“Jumping from boulder to boulder and never falling... is easier than it sounds; you just can't fall when you get into the rhythm of the dance.” --Jack Kerouac, The Dharma Bums
(Just want to give out a shoutout to good ol' knick-knack Kerouac, who has been quoted in what seems like almost all of my blog posts... He's just got the right words!)
|View from the top of the |
Thumb Butte Scramble,
My first day climbing was in an area called Jack's Canyon, a bit outside Flagstaff, Arizona. I knew virtually nothing going into it, not understanding this grading system of 5.8's being lesser than 5.11's, or the jargon of "bomber crimps" and hand jams. I was clueless, and I think it worked to my advantage. Truthfully, I felt like a cat, moving from one hold to the next with grace, but the bruises and scars on my body tell different stories about my first day finesse. Regardless, I fell in love with it. It felt natural, and real, and like my body was supposed to do it. Unlike other sports where there were rules and balls and essentially social constructs of how things were "supposed" to be done, this was more primal, more about each individual's body and how that body can get up this specific rock, and it made much more sense to me. It felt like it was exactly what I was meant to do.
(As a side note, this BY NO MEANS makes me some kind of climbing prodigy. I fall, and bruise, and have less than 5 months of experience under my belt. I'm absolutely learning, for sure, but it still feels right for me to do.)
I spent the summer climbing here and there, but primarily anticipating what would be my Fall Block course at Prescott College: a four week introductory intensive on, as you may have guessed, rock climbing.... and yoga.
Now, contrary to my magical eye-opening experience with rock climbing, prior to block, I had tried yoga approximately twice in my life and absolutely hated it. In high school, I was a mid and long distance track/cross country runner, and any flexibility I had once felt in my body had disappeared after that. When I tried yoga, all I felt was hurt and impatience, and little bit of anger towards my parents for not forcing me into ballet or gymnastics as a toddler. In my eyes, it was the perfect practice for someone who just was not me: calm, steady, and bendable.

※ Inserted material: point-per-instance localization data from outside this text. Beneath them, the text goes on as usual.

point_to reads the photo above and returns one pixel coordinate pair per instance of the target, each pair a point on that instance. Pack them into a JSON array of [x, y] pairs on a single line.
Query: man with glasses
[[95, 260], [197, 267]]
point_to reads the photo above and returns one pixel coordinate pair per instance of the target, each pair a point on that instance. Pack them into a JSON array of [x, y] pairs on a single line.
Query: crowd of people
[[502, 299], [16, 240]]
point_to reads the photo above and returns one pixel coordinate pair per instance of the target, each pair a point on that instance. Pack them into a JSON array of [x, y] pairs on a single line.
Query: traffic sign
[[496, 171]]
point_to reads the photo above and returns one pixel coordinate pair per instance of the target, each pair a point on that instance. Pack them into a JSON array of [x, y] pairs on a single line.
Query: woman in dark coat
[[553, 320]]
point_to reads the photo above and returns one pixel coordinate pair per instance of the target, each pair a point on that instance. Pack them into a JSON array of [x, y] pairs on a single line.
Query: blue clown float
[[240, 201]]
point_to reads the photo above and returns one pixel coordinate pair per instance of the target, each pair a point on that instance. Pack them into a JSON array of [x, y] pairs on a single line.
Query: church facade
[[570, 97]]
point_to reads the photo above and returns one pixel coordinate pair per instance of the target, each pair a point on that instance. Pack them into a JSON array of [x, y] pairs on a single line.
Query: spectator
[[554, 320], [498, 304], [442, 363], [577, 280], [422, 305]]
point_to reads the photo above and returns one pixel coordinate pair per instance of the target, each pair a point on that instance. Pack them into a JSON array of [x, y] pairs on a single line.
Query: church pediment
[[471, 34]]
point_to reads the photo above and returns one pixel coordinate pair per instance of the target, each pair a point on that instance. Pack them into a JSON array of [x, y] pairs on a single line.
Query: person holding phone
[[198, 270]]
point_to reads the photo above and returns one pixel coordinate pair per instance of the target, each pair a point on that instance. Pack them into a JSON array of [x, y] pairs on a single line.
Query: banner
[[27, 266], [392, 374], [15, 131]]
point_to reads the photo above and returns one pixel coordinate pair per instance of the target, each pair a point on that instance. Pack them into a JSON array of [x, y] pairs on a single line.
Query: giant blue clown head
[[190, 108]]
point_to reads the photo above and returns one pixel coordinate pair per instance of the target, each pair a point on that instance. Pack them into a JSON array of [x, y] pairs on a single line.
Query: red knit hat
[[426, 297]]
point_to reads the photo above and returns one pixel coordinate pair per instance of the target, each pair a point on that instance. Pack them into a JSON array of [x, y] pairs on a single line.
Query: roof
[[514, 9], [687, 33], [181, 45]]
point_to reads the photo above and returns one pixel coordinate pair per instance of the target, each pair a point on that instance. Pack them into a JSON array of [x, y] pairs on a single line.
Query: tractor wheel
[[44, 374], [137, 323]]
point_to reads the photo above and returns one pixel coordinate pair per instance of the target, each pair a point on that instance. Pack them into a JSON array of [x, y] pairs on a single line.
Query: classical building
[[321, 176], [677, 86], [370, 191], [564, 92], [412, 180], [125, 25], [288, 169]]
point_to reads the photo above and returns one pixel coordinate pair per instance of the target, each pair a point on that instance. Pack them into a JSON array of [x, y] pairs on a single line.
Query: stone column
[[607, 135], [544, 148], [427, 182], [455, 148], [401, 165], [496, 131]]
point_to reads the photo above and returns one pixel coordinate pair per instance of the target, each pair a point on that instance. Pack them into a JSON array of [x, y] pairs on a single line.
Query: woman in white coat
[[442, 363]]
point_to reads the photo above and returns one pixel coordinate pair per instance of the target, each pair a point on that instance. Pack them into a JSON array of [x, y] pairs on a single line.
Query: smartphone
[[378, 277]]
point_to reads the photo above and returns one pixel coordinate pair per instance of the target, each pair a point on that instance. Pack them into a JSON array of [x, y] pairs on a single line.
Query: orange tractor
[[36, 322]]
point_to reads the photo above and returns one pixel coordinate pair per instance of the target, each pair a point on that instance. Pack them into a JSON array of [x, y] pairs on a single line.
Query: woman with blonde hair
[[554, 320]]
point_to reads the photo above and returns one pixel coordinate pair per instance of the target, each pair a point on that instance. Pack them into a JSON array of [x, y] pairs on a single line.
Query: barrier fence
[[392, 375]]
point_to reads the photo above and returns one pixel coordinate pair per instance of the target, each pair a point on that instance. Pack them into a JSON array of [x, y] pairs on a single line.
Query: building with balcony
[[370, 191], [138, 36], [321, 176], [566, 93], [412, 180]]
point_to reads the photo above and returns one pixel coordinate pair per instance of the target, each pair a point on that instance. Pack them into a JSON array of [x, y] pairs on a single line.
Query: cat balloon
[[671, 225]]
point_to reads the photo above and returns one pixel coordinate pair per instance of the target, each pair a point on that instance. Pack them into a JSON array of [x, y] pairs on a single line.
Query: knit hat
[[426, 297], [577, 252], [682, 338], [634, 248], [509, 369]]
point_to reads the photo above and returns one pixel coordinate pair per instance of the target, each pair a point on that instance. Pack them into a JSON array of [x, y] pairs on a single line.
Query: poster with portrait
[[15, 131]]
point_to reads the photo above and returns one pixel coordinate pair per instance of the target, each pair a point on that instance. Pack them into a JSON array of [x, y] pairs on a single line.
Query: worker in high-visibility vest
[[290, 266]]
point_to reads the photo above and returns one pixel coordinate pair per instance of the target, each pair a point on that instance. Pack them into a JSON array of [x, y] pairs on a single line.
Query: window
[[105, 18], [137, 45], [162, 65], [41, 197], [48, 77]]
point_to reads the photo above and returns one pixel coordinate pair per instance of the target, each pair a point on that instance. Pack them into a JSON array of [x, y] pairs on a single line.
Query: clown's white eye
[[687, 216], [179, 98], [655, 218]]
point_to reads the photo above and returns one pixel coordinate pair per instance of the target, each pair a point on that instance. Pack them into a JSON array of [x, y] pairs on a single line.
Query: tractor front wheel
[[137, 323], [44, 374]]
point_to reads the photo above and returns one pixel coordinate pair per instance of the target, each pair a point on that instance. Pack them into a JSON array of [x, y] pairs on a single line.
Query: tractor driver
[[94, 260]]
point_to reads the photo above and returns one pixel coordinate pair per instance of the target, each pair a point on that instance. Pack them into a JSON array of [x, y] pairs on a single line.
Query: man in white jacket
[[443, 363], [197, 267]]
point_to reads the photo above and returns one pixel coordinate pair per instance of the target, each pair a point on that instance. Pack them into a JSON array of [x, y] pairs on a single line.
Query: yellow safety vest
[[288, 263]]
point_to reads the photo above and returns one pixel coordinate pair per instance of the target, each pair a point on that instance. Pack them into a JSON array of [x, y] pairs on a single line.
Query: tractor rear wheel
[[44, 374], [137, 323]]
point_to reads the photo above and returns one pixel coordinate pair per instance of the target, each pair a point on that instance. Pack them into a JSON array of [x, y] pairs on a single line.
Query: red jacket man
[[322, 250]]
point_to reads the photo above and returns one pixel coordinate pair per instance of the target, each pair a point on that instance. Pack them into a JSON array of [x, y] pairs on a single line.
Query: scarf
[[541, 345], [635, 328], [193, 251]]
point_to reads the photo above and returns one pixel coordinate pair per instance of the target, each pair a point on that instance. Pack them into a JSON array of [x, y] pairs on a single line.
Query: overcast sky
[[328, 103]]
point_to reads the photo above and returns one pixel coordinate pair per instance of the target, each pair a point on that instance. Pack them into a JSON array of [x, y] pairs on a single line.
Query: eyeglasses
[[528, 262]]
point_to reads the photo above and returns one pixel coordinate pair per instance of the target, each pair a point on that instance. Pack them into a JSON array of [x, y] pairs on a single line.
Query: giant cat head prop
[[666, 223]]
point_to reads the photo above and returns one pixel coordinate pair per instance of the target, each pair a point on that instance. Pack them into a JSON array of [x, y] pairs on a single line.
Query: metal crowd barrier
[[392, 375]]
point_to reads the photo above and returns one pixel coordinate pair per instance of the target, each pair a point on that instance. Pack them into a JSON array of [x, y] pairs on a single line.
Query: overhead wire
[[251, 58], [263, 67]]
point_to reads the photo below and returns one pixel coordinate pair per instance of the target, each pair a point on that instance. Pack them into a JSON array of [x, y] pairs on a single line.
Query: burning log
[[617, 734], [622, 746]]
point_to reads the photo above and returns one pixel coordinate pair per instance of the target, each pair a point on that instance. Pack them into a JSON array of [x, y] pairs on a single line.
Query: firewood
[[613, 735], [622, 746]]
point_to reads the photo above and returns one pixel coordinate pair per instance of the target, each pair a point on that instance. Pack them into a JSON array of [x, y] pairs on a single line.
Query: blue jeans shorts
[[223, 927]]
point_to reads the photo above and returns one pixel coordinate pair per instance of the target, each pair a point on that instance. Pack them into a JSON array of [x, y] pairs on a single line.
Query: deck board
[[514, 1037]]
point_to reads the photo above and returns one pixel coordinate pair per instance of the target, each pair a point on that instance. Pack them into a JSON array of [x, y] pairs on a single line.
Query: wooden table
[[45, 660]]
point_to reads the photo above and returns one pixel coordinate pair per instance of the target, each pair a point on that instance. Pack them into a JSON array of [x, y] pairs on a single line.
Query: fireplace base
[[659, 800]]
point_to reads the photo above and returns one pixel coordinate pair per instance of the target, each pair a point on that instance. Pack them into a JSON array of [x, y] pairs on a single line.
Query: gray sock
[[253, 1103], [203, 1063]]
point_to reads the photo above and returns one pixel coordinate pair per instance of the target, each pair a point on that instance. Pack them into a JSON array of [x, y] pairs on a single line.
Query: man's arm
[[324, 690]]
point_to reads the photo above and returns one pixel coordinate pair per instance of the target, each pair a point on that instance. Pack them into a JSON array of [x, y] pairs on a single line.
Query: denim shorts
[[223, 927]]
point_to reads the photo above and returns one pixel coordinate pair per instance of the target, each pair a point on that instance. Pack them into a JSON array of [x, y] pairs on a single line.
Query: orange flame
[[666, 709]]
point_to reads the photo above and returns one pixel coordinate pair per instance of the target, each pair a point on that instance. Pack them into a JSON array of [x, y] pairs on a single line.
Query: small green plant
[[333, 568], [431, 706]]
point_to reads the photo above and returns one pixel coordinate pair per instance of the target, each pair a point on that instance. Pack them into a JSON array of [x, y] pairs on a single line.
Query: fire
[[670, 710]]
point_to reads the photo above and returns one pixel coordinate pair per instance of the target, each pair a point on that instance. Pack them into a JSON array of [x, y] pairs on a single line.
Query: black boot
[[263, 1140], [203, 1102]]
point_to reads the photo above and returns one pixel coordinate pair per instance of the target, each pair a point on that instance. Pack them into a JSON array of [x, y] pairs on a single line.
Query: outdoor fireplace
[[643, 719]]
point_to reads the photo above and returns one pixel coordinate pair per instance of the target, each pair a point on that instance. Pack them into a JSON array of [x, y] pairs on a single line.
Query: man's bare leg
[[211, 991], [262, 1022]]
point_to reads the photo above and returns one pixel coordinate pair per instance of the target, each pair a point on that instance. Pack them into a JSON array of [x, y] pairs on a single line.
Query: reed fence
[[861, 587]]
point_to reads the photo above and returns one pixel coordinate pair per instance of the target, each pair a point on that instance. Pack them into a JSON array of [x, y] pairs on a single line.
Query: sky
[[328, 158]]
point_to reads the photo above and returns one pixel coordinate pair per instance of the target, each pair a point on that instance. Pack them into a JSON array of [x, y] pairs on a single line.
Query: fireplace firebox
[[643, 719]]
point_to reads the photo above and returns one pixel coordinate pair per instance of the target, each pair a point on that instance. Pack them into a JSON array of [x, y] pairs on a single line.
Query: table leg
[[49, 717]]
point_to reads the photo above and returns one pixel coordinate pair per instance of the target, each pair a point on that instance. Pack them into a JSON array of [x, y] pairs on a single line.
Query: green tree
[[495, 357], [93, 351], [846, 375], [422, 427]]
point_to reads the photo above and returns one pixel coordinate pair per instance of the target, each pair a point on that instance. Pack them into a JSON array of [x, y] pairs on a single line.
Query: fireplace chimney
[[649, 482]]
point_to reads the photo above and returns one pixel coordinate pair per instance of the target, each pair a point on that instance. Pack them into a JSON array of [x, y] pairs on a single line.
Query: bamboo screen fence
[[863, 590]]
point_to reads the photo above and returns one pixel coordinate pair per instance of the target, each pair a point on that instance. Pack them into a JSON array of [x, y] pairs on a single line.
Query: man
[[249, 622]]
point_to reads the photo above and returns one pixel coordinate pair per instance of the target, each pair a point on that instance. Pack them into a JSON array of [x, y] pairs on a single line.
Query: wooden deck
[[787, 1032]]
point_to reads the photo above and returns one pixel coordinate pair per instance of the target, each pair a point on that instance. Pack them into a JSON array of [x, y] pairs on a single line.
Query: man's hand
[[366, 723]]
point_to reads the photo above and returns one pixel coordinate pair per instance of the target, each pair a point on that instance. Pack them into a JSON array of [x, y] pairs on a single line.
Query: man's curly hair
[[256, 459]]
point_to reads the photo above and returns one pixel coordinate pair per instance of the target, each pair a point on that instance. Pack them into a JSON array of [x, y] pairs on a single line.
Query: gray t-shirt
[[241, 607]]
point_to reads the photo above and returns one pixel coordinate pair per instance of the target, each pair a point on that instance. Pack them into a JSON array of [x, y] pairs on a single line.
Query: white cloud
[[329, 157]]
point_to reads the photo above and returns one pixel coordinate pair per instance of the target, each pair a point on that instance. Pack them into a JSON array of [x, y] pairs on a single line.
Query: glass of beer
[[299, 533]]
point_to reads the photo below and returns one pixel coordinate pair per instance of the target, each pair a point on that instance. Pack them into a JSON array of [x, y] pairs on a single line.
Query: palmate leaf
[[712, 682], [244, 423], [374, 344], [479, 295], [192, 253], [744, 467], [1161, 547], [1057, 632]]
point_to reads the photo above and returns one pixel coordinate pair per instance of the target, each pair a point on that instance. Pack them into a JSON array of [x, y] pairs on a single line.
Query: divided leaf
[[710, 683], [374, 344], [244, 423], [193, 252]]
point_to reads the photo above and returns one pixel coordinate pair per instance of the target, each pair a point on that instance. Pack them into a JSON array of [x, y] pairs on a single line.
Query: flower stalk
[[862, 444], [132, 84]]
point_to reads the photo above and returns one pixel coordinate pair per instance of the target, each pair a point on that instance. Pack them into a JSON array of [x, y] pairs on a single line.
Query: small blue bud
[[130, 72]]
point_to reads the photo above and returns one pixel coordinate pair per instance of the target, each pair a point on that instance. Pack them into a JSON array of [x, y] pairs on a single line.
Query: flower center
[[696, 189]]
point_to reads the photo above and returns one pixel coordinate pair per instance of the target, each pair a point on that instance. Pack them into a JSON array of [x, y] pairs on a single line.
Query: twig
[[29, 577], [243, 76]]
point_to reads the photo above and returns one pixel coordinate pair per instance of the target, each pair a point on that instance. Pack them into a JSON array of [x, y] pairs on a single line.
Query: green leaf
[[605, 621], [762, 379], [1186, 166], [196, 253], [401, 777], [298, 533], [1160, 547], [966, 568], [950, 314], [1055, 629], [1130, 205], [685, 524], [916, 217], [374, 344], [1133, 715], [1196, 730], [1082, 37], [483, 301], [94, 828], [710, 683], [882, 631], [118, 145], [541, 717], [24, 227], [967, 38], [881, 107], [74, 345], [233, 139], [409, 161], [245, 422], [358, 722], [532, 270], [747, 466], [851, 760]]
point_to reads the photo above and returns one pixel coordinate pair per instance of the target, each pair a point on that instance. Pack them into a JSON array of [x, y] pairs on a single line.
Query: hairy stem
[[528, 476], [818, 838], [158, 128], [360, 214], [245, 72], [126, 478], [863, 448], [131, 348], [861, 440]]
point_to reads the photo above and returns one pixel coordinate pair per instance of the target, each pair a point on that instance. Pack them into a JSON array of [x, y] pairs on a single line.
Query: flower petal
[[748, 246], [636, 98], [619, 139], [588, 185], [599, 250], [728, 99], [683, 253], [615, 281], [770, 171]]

But, despite all that, I gained an utmost respect for yogis and their practice, and so when I saw that this was a class, I decided to bite the bullet and do it. Yoga is something that is even more expansive than the climbing world. It is an incredible and beautiful philosophical system, which some may argue to be a religion in itself, of which the poses (asanas), comprise only a very very small part of.
|Climbing with friends in Tuolumne Meadows,|
Yosemite National Park, CA.
|Some of my gear, featuring a cameo|
appearance of my kitten, Alaska.
Despite what many think, this class wasn't only about the tactical skills of climbing, including anchor building, belaying, and knot tying, or the physical posture requirements of the yoga asanas. In truth, my biggest takeaway from this course was about the mental aspect of both. Through readings such as Arno Ilgner's The Rock Warrior's Way, or a section of Bill Garrett's master's thesis on yoga, I learned so much about how the mind plays a role in not just my performance in these activities, but in life in general. I learned to slow down, breathe, appreciate the moment, and bring my awareness to the present, which has been helpful in an uncountable amount of occasions. I learned about being more present with my relationship with myself and others, and listening to an inner voice, more commonly known as a "gut feeling."
(I even started to like yoga...)
I just learned and even when I didn't know I was learning, I was. It was awesome, especially when we were learning in places like the Granite Dells, Thumb Butte, Granite Mountain, and Sullivan's Canyon. I gained so much from this class that has improved my climbing, not even so much in technique but really a lot in my self talk and breathing during a climb.
In summary, if you're a Prescott College student, or will be, you really should take this course. In short, it will change your thinking and will make you a better person for yourself and the world you're in, and you'll pick up two pretty popular activities around here.
|Loosely put, some "yoga" overlooking Half Dome in Yosemite Valley,|
Yosemite National Park, CA.
"What difference does it make after all? --Anonymity in the world of men is better than fame in heaven, for what's heaven? What's earth? All in the mind."